歌って踊れる図書館司書の映画三昧の日々を綴ります。たまに読書日記も。2007年3月以前の映画日記はHPに掲載。

内田本4冊

2004年12月18日 | 読書
 この一ヶ月ほどの間にウチダ先生の本を4冊読んだ。さすがにちょっと飽きてくる。「あ、またここにも同じことが書いてある」なんて思ってしまうのだ。

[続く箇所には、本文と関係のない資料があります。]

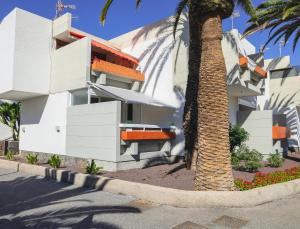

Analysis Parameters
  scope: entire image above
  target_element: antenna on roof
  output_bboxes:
[230,11,241,29]
[55,0,76,18]
[279,39,286,57]
[259,45,269,53]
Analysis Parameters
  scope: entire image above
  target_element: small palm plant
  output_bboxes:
[48,154,61,169]
[26,153,39,165]
[0,103,20,141]
[85,160,103,175]
[6,151,15,161]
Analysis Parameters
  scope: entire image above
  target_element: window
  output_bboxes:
[71,89,88,106]
[91,97,100,103]
[127,104,133,122]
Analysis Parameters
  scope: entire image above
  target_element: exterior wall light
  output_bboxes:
[55,126,60,133]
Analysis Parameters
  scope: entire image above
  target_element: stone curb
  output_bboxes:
[0,159,300,207]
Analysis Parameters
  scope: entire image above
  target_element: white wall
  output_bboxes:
[0,10,16,93]
[111,17,255,154]
[20,92,69,155]
[51,38,91,93]
[0,123,12,141]
[0,8,52,100]
[228,97,239,125]
[66,101,121,162]
[238,110,273,155]
[14,9,52,94]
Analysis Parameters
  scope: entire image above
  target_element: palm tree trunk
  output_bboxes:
[183,8,201,171]
[195,15,234,190]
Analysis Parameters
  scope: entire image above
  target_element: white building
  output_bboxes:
[0,100,12,141]
[0,9,278,170]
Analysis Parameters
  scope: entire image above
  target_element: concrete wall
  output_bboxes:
[66,101,121,162]
[0,10,17,93]
[0,123,12,141]
[238,110,273,155]
[20,92,69,155]
[228,97,239,125]
[0,9,52,100]
[51,38,91,93]
[111,15,255,154]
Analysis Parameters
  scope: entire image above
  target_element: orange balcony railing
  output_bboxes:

 『東京ファイティングキッズ』はその点、ウチダ先生だけでなく平川さんとの往復書簡だから異業種混交というか異種バトルというか、そういうおもしろさがあるかと思ったのだが、これまたどういうわけか二人の語彙や文体がそっくりなので新鮮味がないのだ。いや、おもしろくないのではなく、とてもおもしろく読み終えたし、考えさせられることやタメになる話も多かったのだけど、こうも同じ文体が続くとちょっと食傷気味になる。
 
 とはいえ、平川さんのアメリカ社会論は実に興味深かったし、『アメリカの反知性主義』という40年も前に書かれた本を引用紹介してある部分にいたく惹かれたので、次はこの本も読んでみようと思っている。最近、ちょっと続けてアメリカ政治思想関係の本を読んだ(または読む予定)があるので、ちょうどいい機会かも。アメリカのグローバリズムに毒されて日本もとんでもない社会になりつつあるという危惧がわたしには強いので、このへんでちゃんと勉強してみたい。

 ちなみにうちのつれあいが図書館で『人種差別の帝国』を借りてきて読んだのだが、「アメリカというのはひどい社会や」と憤っていた。中学1年の息子もこの本を貪り読んでいたから、きっとおもしろいんだろうな。

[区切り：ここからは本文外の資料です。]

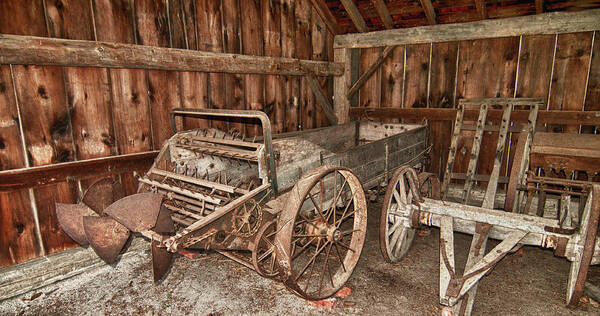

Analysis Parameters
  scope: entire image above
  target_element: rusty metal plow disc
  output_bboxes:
[275,166,367,300]
[56,203,96,247]
[104,193,164,233]
[83,216,130,264]
[81,177,125,215]
[379,167,419,262]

 『東京ファイティングキッズ』は時事問題によく言及してある本なので、ビビッドな感じがしてなかなかおもしろかった。

『街場の現代思想』は新刊書の分類では「人生訓」に入れられそうな本だ。(じっさいにはエッセイに分類されている)
 ウチダさんはけっこうオヤヂっぽい。口うるさくて説教臭い。でもそれがなんか当たってるからなかなかイヤと言えないところがある。でもわたしみたいな天邪鬼で人の言うことを素直に聞かないタイプの人間は逆らいたくなるのだ。本心では納得していても、簡単に「そうね」とは言いたくないのだ。

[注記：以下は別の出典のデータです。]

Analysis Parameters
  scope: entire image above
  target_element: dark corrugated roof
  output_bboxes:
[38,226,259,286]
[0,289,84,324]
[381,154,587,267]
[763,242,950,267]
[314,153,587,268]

 でもまあ、この本もなんだかヘラヘラと笑いながらおもしろく読了してしまった。ピエール・ブルデューの唱えた「文化資本」概念の説明の部分は特におもしろくて笑ってしまった。若者よ、読め。



 んで、またまた続いて『死と身体』を読了。レヴィナス論であるところの『他者と死者』とかなりかぶる。両書に共通して書かれていたことのなかでも特に印象に残ったのは、「倫理とは何か」という部分と「他者とは死者のことである」、「埋葬することによって人間は人間になった」という部分。

 「どうして人を殺してはいけないのですか」と問うた中学生に誰一人まともに答えられないという問題について、内田さんはこういう。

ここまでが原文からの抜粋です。